The Swiss government has presented plans for pre-pension payments for older employees who can no longer claim unemployment benefits.This content was published on October 30, 2019 - 16:44
The proposal is aimed at improving the living conditions for people over the age of 60, according to Interior Minister Alain Berset.
“However, the re-integration into the labour market remains a priority,” he told reporters on Wednesday.
In response to the governments initial plans presented in May, left-wing parties and trade unions see such measures as insufficient while centrist and right-wing groups argue the conditions set by the government are too soft.
Under the proposals, the only people who could apply for the payments are those who lost their jobs and are no longer eligible for unemployment benefits.
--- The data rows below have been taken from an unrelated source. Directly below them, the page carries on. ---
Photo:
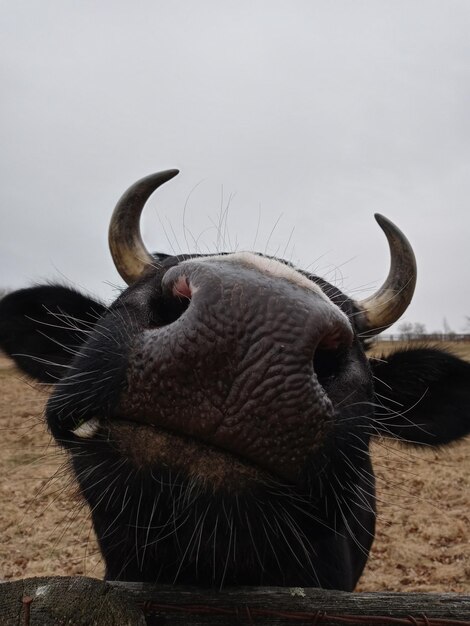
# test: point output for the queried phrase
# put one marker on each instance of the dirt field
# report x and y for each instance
(423, 532)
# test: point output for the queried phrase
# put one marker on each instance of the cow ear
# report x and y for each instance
(42, 327)
(425, 395)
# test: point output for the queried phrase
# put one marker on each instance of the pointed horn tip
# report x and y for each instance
(166, 174)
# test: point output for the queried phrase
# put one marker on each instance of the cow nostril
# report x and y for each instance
(173, 302)
(330, 355)
(328, 363)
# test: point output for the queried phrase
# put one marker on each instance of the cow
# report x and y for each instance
(218, 414)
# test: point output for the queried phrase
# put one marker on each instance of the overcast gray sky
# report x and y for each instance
(304, 117)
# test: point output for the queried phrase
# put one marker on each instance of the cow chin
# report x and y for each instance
(149, 448)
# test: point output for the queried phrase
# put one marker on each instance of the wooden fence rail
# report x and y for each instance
(79, 601)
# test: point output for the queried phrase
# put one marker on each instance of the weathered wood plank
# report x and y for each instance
(49, 601)
(285, 606)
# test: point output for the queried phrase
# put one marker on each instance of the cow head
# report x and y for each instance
(218, 414)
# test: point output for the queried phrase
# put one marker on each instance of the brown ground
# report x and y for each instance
(423, 534)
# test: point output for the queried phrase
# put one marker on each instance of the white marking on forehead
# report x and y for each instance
(268, 266)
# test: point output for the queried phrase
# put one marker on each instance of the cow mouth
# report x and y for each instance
(148, 446)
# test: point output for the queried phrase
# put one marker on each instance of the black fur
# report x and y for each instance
(157, 524)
The potential beneficiaries must have paid a minimum amount into the state-run old age pension scheme for 20 years and have had a minimum income of CHF21,330 ($21,500) annually for at least ten years before filing a claim. The personal wealth of an individual beneficiary must not exceed CHF100,000.
Social security package
The pre-pension payments are to be funded by the government and could cost CHF230 million ($232 million) annually in 2030. An estimated 4,400 people could be eligible for the payments, according to the interior ministry.
The planned measures are part of a government policy agreed with the employer’s organisation and the unions to promote Swiss employees on the labour market.
Studies have found that older people are marginalised amid pressure from younger employees from European Union countries benefiting from unrestricted access to the Swiss labour market.
The right-wing Swiss People's Party has collected enough signatures to force a nationwide vote on its proposal to cancel a bilateral accord with the European Union on access to each others labour market.